Monday, June 18, 2007

 
Guiding Principal?

‘I feel it is wise to behave in her presence’. Unfortunately that set the tone for Leo Benedictus’ breathless profile of executive head teacher Catherine Myers in Saturday’s edition of Guardian Work.

Myers runs the Bishop Challoner Catholic Collegiate School in Tower Hamlets, it is one of the first ‘federated’ schools comprising separate girls’ and boys’ schools and a co-educational sixth form. With 1,500 pupils it has 40% of children on Free School meals and 27% are on the special education needs register.

During her fifteen years as head Myers claims to have ‘turned the school around’, certainly the test results are testimony to that, in 1992 only 13% of boys gained 5 GCSEs A-C, last year it was 86%.

There is of course that stereotype that journalists are just complacent hacks who faithfully regurgitate everything that is told them by people in authority without even bothering to research basic facts. I don’t actually know Leo Benedictus, but after reading his article I’m veering towards that particular character profile. How do many faith schools improve results? By selecting their pupils. The overall figure for Free School Meals in Tower Hamlets is 65.5%, some way above Bishop Challoner’s 40%, also an article in ‘The Times’ points out that the four church schools in the borough take only 3% Bangladeshi children, in surrounding schools the figure is 90%, so much for integration.

Research by the Institute for Public Policy Research compared the progress of pupils in 3,000 secondary schools in England with the social make-up of their local area. It found that faith schools were the least reflective of their local area. They were nearly 10 times more likely to have a higher proportion of able pupils than their local area might suggest.

Leo Bendictus’ interview carried some interesting insights into the regime at Bishop Challoner, Myers admitted that the target was king, “I set very hard-edged targets, yes.
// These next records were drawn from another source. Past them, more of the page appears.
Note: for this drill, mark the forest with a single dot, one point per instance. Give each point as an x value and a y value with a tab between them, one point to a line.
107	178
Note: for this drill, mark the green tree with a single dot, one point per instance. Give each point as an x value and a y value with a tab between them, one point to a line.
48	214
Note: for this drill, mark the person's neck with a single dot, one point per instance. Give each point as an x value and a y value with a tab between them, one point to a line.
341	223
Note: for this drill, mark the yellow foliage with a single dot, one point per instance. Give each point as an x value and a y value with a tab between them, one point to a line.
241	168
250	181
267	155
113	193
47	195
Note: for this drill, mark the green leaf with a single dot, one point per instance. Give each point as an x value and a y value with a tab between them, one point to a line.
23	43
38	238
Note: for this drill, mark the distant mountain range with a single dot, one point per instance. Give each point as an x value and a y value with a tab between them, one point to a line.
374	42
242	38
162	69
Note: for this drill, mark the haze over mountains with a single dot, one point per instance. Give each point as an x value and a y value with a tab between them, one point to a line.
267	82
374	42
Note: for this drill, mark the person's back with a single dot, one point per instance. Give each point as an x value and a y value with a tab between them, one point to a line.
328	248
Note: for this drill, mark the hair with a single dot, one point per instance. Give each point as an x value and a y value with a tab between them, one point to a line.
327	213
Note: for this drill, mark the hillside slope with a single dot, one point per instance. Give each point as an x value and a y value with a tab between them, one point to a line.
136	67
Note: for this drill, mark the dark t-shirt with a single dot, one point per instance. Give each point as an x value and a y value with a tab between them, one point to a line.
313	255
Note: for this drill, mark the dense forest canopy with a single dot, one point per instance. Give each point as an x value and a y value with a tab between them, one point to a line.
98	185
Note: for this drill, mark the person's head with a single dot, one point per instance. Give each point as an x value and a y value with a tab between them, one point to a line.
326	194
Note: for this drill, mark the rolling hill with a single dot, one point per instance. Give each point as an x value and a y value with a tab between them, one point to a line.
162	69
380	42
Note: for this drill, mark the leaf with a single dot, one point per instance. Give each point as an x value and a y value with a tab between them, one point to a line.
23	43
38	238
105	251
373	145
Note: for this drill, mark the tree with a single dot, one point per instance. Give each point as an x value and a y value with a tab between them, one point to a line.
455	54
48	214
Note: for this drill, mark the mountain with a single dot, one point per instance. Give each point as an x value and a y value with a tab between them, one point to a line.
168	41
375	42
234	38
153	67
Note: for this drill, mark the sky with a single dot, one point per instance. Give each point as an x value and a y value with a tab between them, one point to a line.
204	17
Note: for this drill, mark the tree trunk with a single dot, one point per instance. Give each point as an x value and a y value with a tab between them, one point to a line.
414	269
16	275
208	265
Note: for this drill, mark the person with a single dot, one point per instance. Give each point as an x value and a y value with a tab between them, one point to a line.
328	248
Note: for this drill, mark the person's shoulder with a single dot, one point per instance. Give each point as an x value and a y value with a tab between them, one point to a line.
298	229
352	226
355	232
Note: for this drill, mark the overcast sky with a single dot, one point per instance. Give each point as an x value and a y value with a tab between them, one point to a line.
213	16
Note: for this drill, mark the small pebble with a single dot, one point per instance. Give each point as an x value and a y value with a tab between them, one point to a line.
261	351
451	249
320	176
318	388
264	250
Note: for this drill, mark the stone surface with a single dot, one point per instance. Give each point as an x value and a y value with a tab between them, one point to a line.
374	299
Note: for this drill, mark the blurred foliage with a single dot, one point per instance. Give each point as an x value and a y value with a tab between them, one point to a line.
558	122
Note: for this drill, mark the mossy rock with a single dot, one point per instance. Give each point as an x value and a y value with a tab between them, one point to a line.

And I’m uncomfortable if things are not going right.” Every year, class and child have individual targets.

Myers reckoned that she worked 15 – 16 hours a day. The list of duties was frightening – meetings with staff, parents, builders, governors, psychologists, social workers, assemblies to run every day in two different schools, budgets and targets to set and manage, furniture to choose, caterers to handle, staff to hire, fire and review. Think they missed the children out but what the hell.

The article really should have come with a health warning, if the bold Leo had conducted some basic research on head teachers what would he have found? Head teacher vacancies attract on average only 5.4 applicants and then 27% of schools have to readvertise so poor are the potential candidates. Where are there record shortages? Catholic secondary schools in London.

A quarter of female head teachers live on their own and loneliness and isolation is a major factor in inhibiting women from applying and for early retirements. A survey by the General Teaching Council found that only 4% of teachers wanted to apply for a headship in five years time.

Former national president John Illingworth stunned the NUT Conference last year when he described how he had been forced to apply for early retirement as headteacher due to the effects of stress partly as a result of long hours. In an interview with the TES he revealed, “There were a few weeks at the end where I was really unwell, mentally I couldn’t take decisions, couldn’t prioritise. On one occasion I was almost tempted to grab hold of a kid. I was quite emotional at sometimes, and you can’t be bursting into tears when you’re dealing with a stroppy child. At my worst last winter, I couldn’t cope… I had to wait in the car park. My character changed from being easygoing to being quite difficult. One of my sons reckons it has been 10 years since I have been myself.”

Is Catherine Myers a good role model? For every Catherine Myers there are ten or twenty John Illingworths.

An interesting question is that now the hours that Myers works are well documented, if she suffers a mental illness, depression or alcoholism will she able to sue the governors? I’m sure any compensation lawyer would hold the article up in court and ask the governors why they failed to reduce her hours.

Unwittingly Leo Benedictus has written one of the definitive articles that explains why so few people want to be head teachers. As for the research – Could Do Better.